One Saturday afternoon, I escaped the pressure cooker of the house, bought a bottle of wine and sat down on a beach to seek clarity, oblivion or both. Sometimes you need a little something to fill the gap between perception and reality.
“You’re a business man washed up on the beach in a foreign land,” I thought helpfully.
I took a slug of Shiraz and grimaced. “You’re going off the rails,” I thought.
I gazed morosely up at the fluffy white clouds floating overhead in the early summer breeze and took another swig. The cool wine warmed my belly. “You need to get it together,” I thought, stating the blindingly obvious.
Those words had floated through my mind many times eight years before. Then, I had been in the grip of PTSD (it stands for Post Traumatic Stress Disorder).
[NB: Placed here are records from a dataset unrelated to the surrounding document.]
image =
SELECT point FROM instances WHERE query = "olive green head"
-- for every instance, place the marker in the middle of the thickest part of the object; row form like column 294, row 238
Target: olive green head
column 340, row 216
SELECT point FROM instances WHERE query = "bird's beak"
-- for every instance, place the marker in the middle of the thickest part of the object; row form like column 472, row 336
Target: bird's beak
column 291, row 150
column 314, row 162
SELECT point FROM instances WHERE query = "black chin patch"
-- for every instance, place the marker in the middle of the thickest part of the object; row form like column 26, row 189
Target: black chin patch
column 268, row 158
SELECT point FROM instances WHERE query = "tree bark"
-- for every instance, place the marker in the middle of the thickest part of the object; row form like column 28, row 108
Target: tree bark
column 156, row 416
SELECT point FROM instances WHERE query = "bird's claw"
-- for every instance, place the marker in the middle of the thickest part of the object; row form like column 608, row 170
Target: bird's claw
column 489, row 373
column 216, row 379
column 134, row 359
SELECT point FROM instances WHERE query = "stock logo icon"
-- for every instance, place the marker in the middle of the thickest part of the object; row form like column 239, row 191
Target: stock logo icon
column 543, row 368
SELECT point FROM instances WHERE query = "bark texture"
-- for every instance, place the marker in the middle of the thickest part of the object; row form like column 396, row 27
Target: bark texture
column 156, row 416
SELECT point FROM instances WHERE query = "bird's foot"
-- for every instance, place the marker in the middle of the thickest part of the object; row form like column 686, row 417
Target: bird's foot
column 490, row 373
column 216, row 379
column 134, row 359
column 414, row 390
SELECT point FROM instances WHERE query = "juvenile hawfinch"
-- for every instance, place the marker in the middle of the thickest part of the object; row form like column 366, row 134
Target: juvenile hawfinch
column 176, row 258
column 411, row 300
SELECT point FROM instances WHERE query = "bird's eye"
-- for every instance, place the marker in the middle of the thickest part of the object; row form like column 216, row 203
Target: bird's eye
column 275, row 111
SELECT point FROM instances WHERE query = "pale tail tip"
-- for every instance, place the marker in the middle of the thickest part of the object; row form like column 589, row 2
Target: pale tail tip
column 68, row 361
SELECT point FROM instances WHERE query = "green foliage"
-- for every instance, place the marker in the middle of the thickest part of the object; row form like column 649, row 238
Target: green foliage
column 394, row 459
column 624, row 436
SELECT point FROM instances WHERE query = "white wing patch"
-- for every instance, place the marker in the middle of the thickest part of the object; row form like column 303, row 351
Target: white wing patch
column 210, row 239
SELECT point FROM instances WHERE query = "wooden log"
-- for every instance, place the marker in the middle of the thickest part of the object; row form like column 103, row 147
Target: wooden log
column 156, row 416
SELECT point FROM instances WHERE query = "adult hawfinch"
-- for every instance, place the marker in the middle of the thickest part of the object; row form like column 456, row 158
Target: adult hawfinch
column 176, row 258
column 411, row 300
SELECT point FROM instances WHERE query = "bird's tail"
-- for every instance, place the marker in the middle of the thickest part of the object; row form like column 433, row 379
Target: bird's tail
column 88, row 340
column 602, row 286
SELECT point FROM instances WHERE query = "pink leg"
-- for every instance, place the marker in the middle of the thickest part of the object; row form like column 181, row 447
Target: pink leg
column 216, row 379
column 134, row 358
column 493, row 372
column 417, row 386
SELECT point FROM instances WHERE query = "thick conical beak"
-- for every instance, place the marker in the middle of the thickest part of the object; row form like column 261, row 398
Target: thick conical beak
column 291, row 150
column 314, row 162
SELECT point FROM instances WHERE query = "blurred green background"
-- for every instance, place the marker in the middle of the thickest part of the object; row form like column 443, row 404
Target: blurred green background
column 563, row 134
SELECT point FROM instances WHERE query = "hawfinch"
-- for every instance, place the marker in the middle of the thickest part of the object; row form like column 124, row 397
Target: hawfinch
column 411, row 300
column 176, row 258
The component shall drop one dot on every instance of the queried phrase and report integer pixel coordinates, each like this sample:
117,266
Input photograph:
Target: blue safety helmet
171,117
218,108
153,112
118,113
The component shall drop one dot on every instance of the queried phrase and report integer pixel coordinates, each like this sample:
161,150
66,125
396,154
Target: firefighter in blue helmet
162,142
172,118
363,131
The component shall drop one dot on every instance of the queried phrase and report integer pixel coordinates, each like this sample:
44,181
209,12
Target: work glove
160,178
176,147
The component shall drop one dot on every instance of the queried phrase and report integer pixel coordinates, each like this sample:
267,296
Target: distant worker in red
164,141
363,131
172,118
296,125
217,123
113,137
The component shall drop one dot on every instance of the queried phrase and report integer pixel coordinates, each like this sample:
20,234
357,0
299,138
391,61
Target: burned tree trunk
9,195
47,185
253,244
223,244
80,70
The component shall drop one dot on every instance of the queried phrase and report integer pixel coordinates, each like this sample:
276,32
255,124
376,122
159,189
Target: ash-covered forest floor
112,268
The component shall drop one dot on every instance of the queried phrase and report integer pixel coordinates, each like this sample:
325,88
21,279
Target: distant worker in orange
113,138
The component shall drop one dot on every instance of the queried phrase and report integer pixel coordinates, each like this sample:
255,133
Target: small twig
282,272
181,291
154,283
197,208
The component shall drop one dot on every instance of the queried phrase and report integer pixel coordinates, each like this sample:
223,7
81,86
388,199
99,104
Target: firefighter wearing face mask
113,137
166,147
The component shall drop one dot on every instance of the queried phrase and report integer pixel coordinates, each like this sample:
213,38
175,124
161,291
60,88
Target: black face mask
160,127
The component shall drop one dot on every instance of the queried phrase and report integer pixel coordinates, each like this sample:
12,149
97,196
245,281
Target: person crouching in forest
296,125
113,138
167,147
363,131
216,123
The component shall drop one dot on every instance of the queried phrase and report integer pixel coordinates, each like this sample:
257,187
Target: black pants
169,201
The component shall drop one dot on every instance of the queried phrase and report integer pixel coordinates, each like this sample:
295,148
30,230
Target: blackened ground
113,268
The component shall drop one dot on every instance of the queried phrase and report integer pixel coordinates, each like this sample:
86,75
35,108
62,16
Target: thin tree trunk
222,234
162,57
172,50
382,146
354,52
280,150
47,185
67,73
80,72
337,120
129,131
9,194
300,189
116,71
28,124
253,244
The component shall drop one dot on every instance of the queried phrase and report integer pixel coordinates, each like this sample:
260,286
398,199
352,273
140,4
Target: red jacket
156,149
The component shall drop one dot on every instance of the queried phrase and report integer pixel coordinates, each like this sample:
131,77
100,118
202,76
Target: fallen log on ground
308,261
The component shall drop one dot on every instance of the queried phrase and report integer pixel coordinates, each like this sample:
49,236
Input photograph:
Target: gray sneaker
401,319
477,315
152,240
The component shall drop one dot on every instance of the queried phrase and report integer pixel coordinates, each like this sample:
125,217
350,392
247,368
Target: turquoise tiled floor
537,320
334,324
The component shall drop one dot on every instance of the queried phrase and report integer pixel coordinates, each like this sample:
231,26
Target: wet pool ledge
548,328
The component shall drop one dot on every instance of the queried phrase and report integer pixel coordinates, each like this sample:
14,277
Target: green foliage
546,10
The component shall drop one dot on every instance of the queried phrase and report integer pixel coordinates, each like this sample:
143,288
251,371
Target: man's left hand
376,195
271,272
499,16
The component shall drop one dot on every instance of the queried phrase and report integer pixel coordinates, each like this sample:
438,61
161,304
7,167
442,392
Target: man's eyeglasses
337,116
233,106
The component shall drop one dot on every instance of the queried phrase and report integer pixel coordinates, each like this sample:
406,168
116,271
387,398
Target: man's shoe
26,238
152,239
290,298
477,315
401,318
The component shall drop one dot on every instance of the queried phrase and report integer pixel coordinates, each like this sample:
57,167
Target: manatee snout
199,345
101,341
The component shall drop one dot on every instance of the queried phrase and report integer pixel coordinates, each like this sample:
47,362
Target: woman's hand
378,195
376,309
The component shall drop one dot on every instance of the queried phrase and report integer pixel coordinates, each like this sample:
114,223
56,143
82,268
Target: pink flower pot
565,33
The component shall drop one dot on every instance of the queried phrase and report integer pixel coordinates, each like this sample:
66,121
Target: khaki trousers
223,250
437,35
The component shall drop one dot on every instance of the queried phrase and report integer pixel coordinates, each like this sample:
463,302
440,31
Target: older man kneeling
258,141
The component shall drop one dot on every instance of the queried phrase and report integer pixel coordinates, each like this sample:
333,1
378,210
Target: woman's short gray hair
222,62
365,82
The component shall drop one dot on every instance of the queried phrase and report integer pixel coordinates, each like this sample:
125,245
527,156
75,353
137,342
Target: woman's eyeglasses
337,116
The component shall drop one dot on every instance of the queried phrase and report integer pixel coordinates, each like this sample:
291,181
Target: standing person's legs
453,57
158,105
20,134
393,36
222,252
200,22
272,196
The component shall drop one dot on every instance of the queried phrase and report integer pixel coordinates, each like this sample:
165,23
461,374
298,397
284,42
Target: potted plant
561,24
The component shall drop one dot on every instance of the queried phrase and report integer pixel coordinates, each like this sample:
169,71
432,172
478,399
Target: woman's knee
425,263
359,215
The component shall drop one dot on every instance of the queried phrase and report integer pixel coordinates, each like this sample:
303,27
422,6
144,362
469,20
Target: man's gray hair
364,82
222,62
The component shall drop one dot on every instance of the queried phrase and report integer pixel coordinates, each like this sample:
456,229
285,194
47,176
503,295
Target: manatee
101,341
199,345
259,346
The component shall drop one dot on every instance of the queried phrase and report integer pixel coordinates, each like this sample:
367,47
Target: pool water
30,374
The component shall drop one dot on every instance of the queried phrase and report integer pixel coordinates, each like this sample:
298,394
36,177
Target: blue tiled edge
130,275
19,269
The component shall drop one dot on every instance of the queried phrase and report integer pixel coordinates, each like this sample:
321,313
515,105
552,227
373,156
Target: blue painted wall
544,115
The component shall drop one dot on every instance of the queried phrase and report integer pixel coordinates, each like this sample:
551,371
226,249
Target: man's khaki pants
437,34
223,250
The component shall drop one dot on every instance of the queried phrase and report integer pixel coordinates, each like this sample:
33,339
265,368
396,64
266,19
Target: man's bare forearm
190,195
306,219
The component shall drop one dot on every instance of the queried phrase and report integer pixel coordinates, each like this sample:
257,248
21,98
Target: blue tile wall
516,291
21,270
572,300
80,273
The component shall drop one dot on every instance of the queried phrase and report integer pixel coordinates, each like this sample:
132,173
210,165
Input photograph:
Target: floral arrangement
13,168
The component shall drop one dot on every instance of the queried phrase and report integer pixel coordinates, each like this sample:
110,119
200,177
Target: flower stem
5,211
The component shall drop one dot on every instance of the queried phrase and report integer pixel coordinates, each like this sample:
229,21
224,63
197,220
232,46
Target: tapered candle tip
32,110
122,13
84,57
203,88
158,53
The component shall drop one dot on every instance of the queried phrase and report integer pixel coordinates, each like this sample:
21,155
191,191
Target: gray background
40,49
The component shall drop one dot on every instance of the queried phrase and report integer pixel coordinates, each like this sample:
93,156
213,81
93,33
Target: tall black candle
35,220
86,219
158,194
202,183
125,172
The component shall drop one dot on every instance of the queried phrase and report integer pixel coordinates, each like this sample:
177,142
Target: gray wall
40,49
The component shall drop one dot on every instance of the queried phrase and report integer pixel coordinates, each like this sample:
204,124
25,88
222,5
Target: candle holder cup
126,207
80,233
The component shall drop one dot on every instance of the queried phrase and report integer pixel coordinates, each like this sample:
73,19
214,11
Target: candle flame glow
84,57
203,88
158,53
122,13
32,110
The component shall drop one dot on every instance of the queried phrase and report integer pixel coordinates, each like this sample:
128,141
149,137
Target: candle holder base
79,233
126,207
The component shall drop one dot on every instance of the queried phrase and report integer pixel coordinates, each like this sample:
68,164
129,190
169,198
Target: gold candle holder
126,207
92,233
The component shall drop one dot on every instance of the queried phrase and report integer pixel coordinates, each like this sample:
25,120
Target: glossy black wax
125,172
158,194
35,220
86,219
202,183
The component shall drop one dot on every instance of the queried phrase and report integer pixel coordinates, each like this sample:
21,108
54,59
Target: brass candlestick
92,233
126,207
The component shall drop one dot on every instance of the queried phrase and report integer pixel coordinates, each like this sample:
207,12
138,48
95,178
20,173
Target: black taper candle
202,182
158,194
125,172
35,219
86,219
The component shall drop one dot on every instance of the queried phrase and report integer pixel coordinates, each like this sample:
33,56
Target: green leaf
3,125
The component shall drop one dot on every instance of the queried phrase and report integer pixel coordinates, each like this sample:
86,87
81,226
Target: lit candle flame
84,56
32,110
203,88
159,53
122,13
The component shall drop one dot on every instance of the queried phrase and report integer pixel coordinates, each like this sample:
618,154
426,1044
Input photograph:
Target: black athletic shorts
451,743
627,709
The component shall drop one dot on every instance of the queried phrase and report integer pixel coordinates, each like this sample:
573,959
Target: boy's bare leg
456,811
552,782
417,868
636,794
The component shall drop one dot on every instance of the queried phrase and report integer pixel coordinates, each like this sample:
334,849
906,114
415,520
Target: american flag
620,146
I had suffered nightmares by night and a suffocating sense of impending doom by day.
I had toughed it out for over a year before a naturopath cured the nightmares and the worst of the anxiety in a single session. At the time, I thought she had cured me.
Now, it worried me that perhaps the treatment had not been deep enough or that you could never uproot the seeds of PTSD. I needed to do something drastic but what?
I gazed down the glistening sands where older men walked very small dogs. Some of the pooches sported pink collars studded with crystals. It seemed that the more “bling” a dog wore, the more stooped, grumpy and hopeless the old chap on the other end of the leash looked.
I imagined that each of those unfortunate (and presumably once successful) retired men still had the refrain, “Get lost!” reverberating through his neural synapses. I could almost hear the conversation.
She: “What are you doing today, dear?”
He (grumpy): “Dunno.”
She: (lips pursed and arms folded): “Well, I’ve got the girls coming round for coffee. Why don’t you take Lulu out for a walk on the beach? Do take your time, dear. You know the doctor said exercise is good for your heart.”
What is the spouse really saying? “Get lost, dear.”
I did not want to be the man on the end of a leash. A dripping mountain wood and a chance meeting with a tramper from Holland flashed across my mind.
“Damn it, I know! I’ll walk the Te Araroa!” I exclaimed and took another swig of wine. “That’ll show them!”